Lawmakers and lobbyists say the bill was drafted with help from Amazon. In later testimony to a state senate committee, Amazon lobbyist Jennie Massey said the bill would allow devices like Scout, the company’s bright blue, six-wheeled robot, “to bring new technology and innovation to Kansas.” She noted that Amazon had invested $2.2 billion in Kansas since 2010, and that the company employed 3,000 full-time workers in the state.
Sartorius knew the bill wouldn’t fly. “I think some members of the committee hadn’t really considered the impact on their communities,” he says of the bill. He worried about a provision that would have barred cities and towns from creating their own robot regulations. Officials in Kansas City, Kansas, objected that the robots would be using public roads and sidewalks without paying into local coffers. A Teamsters representative said the legislation did not include enough testing requirements, and said the robots could eventually replace human workers.
The Kansas bill failed, but it was just one battle in a wider war. Amazon and FedEx seeded and backed similar bills permitting delivery robots in more than a dozen states this year.
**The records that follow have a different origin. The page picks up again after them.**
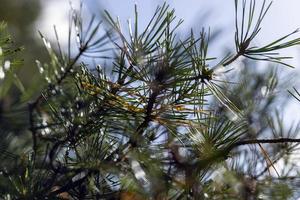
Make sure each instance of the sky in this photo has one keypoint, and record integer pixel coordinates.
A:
(283, 18)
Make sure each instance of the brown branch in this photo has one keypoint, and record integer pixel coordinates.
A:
(267, 141)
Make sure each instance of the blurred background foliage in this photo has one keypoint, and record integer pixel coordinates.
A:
(258, 93)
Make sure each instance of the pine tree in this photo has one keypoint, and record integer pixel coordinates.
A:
(156, 119)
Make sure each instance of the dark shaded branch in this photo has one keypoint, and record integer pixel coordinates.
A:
(267, 141)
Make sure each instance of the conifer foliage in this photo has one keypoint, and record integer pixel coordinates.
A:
(156, 119)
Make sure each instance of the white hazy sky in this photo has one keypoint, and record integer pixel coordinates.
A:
(283, 18)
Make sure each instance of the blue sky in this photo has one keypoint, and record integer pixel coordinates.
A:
(283, 18)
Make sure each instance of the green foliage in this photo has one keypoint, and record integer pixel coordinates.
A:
(156, 120)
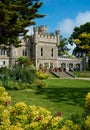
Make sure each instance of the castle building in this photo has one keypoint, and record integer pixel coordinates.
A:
(42, 47)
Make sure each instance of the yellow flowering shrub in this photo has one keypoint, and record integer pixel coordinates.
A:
(23, 117)
(87, 123)
(87, 103)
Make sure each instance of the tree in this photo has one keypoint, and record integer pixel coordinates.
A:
(15, 16)
(81, 37)
(63, 48)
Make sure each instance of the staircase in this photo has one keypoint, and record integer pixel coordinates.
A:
(60, 74)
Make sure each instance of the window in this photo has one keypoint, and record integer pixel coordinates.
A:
(24, 53)
(41, 51)
(2, 52)
(52, 52)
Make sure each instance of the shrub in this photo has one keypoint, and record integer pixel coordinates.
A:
(23, 117)
(41, 75)
(88, 102)
(39, 83)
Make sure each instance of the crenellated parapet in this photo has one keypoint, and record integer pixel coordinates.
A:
(41, 35)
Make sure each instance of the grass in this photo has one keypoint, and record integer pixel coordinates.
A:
(83, 74)
(60, 95)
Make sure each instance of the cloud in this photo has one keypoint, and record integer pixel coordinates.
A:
(67, 25)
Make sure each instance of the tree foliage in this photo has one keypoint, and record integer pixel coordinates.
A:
(81, 37)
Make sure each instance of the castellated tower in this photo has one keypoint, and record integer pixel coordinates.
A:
(45, 47)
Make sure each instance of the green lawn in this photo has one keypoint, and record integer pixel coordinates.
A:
(60, 95)
(83, 74)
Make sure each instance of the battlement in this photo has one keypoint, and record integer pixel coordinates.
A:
(40, 34)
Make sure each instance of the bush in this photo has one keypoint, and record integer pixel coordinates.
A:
(23, 117)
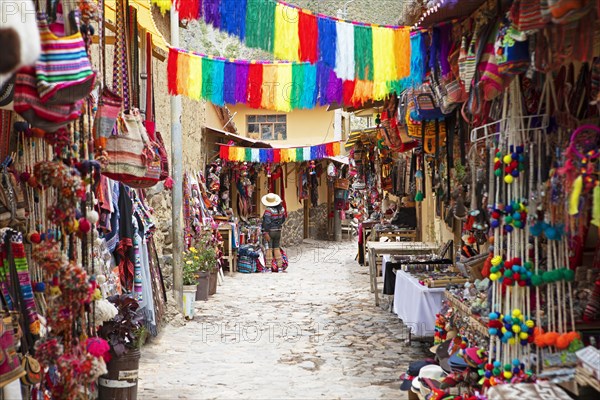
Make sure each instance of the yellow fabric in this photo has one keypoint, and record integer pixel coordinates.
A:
(183, 72)
(596, 206)
(195, 78)
(163, 5)
(287, 39)
(363, 91)
(402, 52)
(282, 89)
(384, 70)
(269, 86)
(575, 195)
(144, 15)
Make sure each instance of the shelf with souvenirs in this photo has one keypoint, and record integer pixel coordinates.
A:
(77, 233)
(516, 164)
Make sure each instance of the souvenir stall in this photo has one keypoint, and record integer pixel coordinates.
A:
(510, 94)
(80, 283)
(258, 171)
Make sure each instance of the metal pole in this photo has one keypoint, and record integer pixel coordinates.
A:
(177, 160)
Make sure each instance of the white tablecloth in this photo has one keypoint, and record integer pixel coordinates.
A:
(416, 305)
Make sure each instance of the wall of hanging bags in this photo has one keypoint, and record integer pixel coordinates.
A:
(69, 233)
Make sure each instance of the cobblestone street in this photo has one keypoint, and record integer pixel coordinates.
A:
(313, 332)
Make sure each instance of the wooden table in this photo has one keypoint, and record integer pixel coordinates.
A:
(394, 248)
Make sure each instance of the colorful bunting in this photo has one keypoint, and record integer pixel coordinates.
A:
(354, 50)
(284, 155)
(281, 86)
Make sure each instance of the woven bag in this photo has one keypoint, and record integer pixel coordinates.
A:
(63, 71)
(28, 104)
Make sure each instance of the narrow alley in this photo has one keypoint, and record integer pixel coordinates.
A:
(312, 332)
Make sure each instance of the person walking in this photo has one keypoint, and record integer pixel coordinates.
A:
(272, 223)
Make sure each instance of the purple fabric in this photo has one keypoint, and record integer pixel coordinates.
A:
(334, 89)
(445, 45)
(229, 82)
(212, 13)
(241, 83)
(322, 82)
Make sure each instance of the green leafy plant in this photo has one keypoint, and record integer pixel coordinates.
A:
(200, 258)
(123, 332)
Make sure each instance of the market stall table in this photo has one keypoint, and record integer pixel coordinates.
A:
(393, 248)
(417, 305)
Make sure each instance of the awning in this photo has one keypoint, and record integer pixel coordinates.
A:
(362, 135)
(340, 159)
(144, 17)
(257, 144)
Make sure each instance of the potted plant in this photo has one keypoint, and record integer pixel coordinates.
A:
(190, 281)
(125, 334)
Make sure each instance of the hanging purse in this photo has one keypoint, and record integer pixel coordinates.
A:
(13, 202)
(7, 92)
(109, 107)
(63, 71)
(27, 103)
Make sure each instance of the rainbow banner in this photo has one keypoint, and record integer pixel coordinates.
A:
(283, 155)
(281, 85)
(355, 51)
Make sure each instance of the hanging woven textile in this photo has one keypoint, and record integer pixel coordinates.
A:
(255, 82)
(212, 12)
(269, 90)
(233, 17)
(260, 24)
(294, 91)
(363, 52)
(309, 36)
(327, 41)
(229, 84)
(284, 82)
(322, 82)
(363, 92)
(344, 57)
(309, 91)
(183, 71)
(195, 78)
(402, 52)
(241, 83)
(384, 67)
(188, 9)
(172, 71)
(287, 44)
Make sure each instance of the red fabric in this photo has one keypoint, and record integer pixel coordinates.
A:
(254, 85)
(172, 71)
(330, 149)
(188, 9)
(348, 91)
(309, 37)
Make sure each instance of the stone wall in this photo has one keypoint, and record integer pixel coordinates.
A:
(293, 230)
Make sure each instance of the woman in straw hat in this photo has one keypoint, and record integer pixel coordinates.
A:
(273, 220)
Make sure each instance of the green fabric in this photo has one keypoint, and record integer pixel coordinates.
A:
(207, 74)
(363, 52)
(260, 24)
(297, 86)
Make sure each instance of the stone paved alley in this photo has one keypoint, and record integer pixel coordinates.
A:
(311, 333)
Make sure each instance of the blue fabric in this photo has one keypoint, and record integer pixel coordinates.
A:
(327, 41)
(229, 84)
(309, 91)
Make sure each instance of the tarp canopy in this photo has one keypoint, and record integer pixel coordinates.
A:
(144, 17)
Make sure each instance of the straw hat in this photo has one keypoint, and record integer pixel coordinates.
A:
(271, 200)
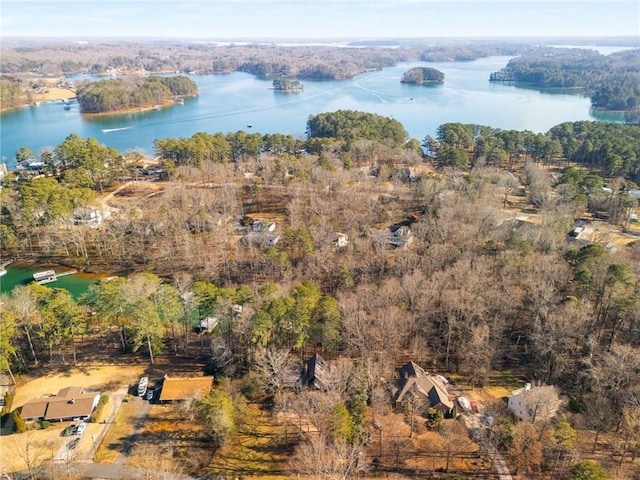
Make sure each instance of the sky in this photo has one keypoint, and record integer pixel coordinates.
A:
(317, 19)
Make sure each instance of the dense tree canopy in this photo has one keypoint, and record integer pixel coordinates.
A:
(121, 94)
(421, 75)
(350, 126)
(613, 81)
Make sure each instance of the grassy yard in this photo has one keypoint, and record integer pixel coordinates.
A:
(259, 449)
(120, 428)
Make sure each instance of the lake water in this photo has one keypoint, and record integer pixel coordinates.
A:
(76, 284)
(239, 101)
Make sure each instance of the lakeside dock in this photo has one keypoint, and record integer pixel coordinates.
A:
(48, 276)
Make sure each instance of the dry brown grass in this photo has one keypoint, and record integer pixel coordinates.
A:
(121, 427)
(88, 377)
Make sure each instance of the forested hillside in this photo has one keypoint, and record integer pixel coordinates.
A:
(124, 93)
(375, 254)
(613, 81)
(421, 75)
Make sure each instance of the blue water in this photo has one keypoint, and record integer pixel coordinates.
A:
(76, 284)
(239, 101)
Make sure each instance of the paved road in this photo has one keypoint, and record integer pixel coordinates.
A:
(478, 431)
(67, 452)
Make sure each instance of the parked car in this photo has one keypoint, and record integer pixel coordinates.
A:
(73, 443)
(149, 394)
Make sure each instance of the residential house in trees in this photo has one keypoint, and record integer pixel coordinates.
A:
(534, 404)
(262, 234)
(316, 372)
(400, 237)
(71, 403)
(415, 382)
(340, 240)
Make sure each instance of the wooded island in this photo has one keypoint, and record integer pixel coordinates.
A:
(420, 75)
(115, 95)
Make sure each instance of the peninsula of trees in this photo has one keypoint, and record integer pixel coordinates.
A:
(612, 81)
(469, 285)
(420, 75)
(121, 94)
(287, 85)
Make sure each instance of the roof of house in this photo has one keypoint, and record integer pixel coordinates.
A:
(534, 403)
(180, 388)
(414, 379)
(35, 408)
(70, 402)
(317, 370)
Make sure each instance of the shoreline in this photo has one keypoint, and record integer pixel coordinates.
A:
(126, 111)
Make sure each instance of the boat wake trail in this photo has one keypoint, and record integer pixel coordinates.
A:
(108, 130)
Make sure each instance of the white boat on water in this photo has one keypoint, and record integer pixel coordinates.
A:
(45, 276)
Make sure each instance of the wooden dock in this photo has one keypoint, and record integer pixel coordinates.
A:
(48, 276)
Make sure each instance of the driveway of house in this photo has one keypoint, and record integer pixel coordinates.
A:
(472, 421)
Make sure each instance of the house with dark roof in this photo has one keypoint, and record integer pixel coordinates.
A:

At least six have become law.
Both Amazon and FedEx are developing delivery robots. FedEx’s bot, which is called Roxo and looks like a small refrigerator, has completed on-road tests in four cities. Scout, built to deliver Prime packages, also is testing in four cities. The companies present similar visions: A delivery van full of robots would arrive in a neighborhood, and robots would travel the “last mile” to customers’ doorsteps without human aid.
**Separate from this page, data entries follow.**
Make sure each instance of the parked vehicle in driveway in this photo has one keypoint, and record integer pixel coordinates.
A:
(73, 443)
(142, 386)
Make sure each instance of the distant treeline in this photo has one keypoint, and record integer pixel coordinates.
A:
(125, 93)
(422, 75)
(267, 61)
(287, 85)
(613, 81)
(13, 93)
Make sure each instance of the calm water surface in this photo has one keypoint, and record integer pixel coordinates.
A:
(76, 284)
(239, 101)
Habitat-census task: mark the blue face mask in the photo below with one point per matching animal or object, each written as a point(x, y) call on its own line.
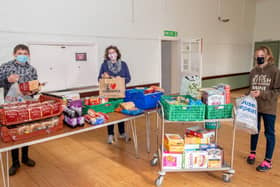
point(22, 58)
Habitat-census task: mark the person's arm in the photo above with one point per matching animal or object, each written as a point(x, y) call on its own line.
point(34, 76)
point(3, 76)
point(102, 71)
point(250, 84)
point(275, 91)
point(126, 74)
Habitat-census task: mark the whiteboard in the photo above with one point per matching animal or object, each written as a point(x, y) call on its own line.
point(57, 65)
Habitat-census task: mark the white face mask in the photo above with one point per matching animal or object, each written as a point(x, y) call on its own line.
point(113, 56)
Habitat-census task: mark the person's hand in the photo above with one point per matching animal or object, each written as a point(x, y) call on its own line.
point(105, 75)
point(13, 78)
point(255, 93)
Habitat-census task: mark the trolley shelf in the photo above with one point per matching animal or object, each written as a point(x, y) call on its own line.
point(204, 121)
point(225, 167)
point(157, 157)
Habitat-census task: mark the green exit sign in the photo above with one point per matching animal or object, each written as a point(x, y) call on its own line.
point(171, 33)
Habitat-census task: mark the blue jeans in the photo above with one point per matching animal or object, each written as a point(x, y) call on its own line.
point(110, 128)
point(269, 124)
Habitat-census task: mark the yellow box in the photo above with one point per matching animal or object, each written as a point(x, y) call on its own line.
point(173, 139)
point(174, 148)
point(196, 140)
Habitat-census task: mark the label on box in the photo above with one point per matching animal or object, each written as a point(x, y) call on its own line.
point(173, 139)
point(196, 159)
point(23, 115)
point(35, 113)
point(215, 158)
point(196, 140)
point(11, 116)
point(172, 161)
point(46, 110)
point(192, 147)
point(174, 148)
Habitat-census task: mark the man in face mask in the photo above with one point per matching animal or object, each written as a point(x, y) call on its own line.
point(18, 70)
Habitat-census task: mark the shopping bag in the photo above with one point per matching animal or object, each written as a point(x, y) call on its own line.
point(14, 95)
point(112, 87)
point(190, 85)
point(246, 114)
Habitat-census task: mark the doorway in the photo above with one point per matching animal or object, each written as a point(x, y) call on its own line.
point(170, 66)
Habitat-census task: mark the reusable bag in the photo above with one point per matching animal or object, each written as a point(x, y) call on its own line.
point(247, 115)
point(190, 85)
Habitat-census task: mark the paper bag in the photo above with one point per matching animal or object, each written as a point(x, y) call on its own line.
point(190, 85)
point(112, 87)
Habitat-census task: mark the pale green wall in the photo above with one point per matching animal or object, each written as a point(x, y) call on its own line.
point(235, 82)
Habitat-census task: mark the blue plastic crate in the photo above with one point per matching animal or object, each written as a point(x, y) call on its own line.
point(141, 100)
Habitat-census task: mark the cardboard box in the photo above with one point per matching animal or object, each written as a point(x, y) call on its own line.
point(215, 158)
point(191, 147)
point(30, 86)
point(173, 139)
point(174, 148)
point(200, 132)
point(196, 159)
point(172, 161)
point(196, 140)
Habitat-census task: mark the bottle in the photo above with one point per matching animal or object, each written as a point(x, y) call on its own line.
point(227, 90)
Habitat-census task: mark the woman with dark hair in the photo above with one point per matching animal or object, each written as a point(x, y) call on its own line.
point(265, 87)
point(113, 66)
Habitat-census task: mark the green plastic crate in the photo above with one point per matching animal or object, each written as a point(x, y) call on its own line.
point(182, 112)
point(219, 111)
point(105, 108)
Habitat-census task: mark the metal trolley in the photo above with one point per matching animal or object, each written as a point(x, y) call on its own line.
point(157, 157)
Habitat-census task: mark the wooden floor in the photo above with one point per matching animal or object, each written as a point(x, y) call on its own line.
point(86, 160)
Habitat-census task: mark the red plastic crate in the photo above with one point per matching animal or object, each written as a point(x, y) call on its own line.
point(10, 134)
point(57, 110)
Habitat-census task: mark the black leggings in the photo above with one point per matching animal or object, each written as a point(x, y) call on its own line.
point(15, 153)
point(110, 128)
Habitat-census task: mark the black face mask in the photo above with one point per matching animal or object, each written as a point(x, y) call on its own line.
point(260, 60)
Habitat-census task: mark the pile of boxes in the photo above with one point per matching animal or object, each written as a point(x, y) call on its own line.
point(195, 151)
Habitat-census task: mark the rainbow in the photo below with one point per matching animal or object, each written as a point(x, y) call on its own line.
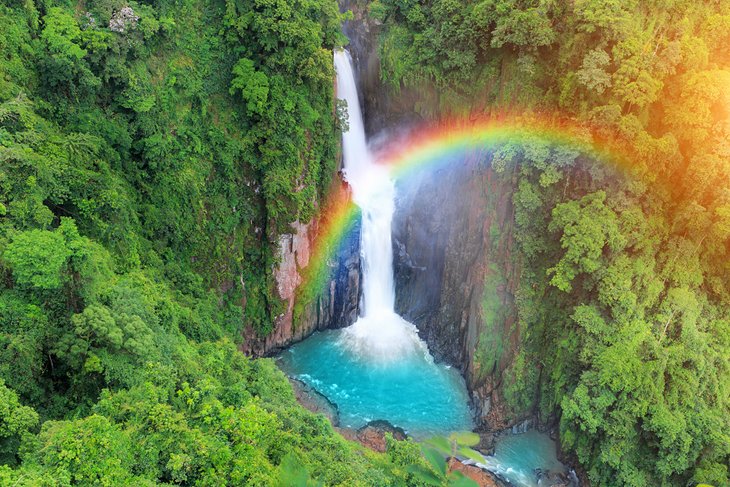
point(430, 146)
The bots aren’t quite there yet. In a blog posted last month, Amazon said it is testing a small number of devices during weekday daylight hours, for now with a person (“an Amazon Scout Ambassador”) present. FedEx CEO Fred Smith wrote in a letter to shareholders this month that Roxo is preparing for a second round of tests. “We’ll come out of this pandemic with a greater understanding of how FedEx can benefit customers—and society—through these devices,” he wrote.
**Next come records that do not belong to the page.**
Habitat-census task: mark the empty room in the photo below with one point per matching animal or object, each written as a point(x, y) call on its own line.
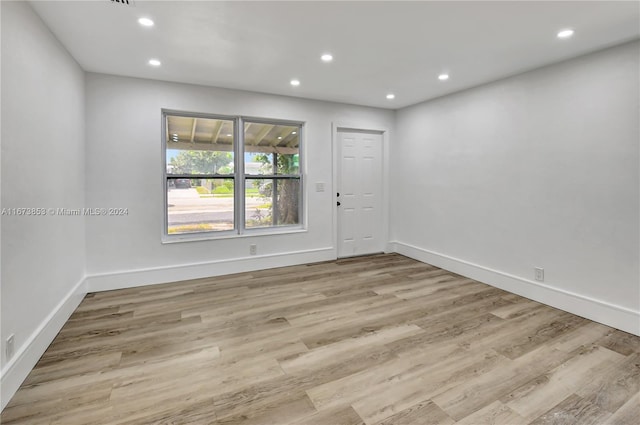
point(320, 212)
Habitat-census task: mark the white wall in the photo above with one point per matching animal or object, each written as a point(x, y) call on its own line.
point(124, 169)
point(42, 166)
point(538, 170)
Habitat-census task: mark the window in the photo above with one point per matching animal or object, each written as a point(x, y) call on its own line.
point(223, 181)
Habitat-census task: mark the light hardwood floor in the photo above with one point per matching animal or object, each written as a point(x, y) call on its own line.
point(372, 340)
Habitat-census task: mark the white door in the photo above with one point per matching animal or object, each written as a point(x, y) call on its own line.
point(360, 226)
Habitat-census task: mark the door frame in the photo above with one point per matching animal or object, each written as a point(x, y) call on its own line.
point(337, 127)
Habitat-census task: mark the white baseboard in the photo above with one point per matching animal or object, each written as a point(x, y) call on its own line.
point(599, 311)
point(157, 275)
point(27, 355)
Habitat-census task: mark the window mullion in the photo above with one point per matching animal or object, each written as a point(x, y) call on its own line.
point(239, 177)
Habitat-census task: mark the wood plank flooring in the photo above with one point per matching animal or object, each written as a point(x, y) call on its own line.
point(380, 340)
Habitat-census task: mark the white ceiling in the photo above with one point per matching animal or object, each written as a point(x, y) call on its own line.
point(378, 47)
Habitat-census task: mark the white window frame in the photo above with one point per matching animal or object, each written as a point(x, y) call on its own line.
point(239, 177)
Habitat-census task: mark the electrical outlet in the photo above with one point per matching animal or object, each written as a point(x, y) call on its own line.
point(10, 346)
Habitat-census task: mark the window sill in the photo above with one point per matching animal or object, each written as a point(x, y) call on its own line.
point(208, 236)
A spokesperson for Amazon did not respond to questions about the timing of the state bills or Amazon’s role, but said the company was broadly supportive of the legislation. Isabel Rollison, a spokesperson for FedEx, said the company is “seeking the authority to operate Roxo the On Demand Bot across the country and is committed to working with state and local leaders to bring testing and operations of our personal delivery devices to their communities.”
Bryant Walker Smith, a University of South Carolina law professor who studies emerging tech, says the bills don’t mean you’ll wake up tomorrow to an Amazon robot knocking on your door. Instead, he says, they reflect “the recognition by well-positioned companies with capable national and in some cases in-state lobbying operations that now is the right time to shape favorable legislation on this topic, before everyone starts talking about it.” Companies often want to create “legal certainty,” he says, to give themselves more flexibility as they develop and start using new tech.
The bills contain similar language but are not identical. They permit the robots to travel on some sidewalks at speeds up to 10 mph (in North Carolina). Some include weight limits (200 pounds in Idaho and Missouri); others don’t address the weight of the robots at all (Utah).